⚜️
Şifre
⚜️Evin biraz uzağında park ettiğim aracımın içinde, bilincini tamamen kapatmayıp, sarhoş bırakmama rağmen bir türlü çıkmayan Levi'yi bekliyordum hâlâ.
Tam tamına yirmi sekiz dakikadır...
Elimdeki usb belleği yan koltuktaki eldivenlerim ve çantamın yanına bıraktığımda, direksiyona yaslandım. Çıkmasını bekliyordum, çünkü benim yüzümden yakalanırsa onu kurtaracak kişi yine ben olmalıydım. Birbirimizin işlerini batırırdık sadece. Ama asla birbirimizin kuyusunu kazmazdık.
Sonuç itibari ile her ikimiz de yeraltı dünyasının insanlarıydık. Ve bizim en büyük düşmanımızdan biri de üstündekilerdi...
İki yüzlü insanlar yani.
"Hadi ama Ackerman..." dayanamayıp, mırıldandığımda, yarım saati dolduran saat dilimiyle evin içindeki her detayı aklıma kazımaya çalıştım. Biraz daha çıkmazsa içeriye girmekten başka çarem yoktu.
İlaçlarını karıştırarak uyku hapı verdiği adamın bu gece uyanması söz konusu dahi değildi. Ki öyle durum olsa biz boğuşurken uyanırdı... Dışarıdan birinin girmesi de söz konusu değildi, çünkü yarım saattir onun yüzünden gözlem yapıyordum.
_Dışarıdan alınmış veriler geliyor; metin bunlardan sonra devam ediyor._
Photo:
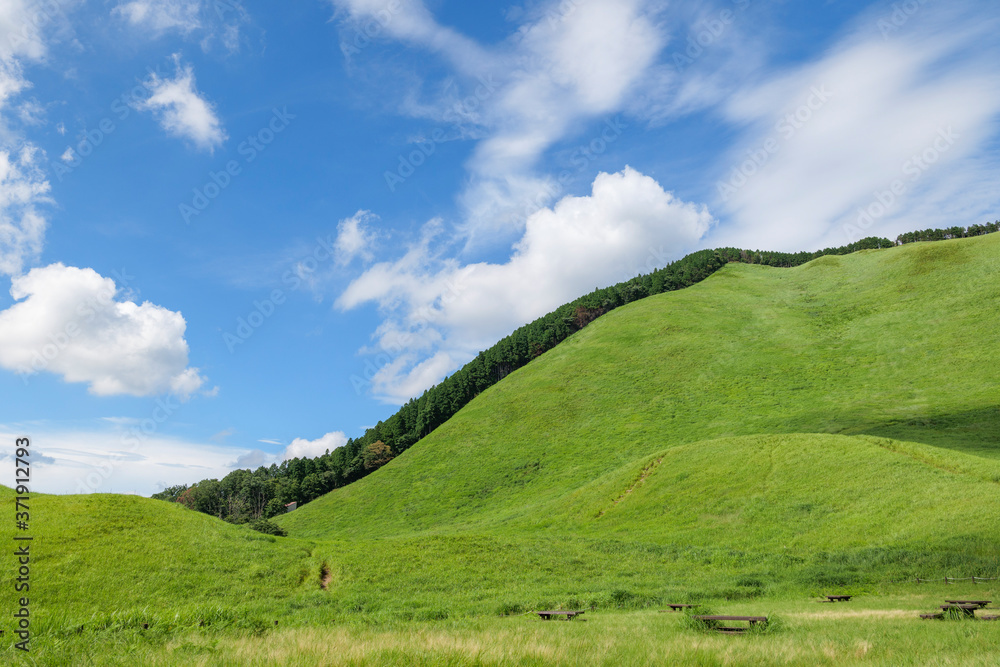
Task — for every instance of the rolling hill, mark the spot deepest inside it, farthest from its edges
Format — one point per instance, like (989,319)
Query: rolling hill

Ne diye çıkmamıştı ki hâlâ?
Telefonumun araç içine yaydığı sesle dikkatimi evden çekip, küçük göze bıraktığım cihazımı elime alarak arayan isme yönlendirdim. Yeşil kısmı üste çektiğimde, "Efendim," diye duyurdum sesimi.
"İlena, hallettin mi?"
Görmeyecek olsa bile gülümseyerek usulca salladım başımı. "Hallettim tabii ki. Sen beni ne sandın Eren?"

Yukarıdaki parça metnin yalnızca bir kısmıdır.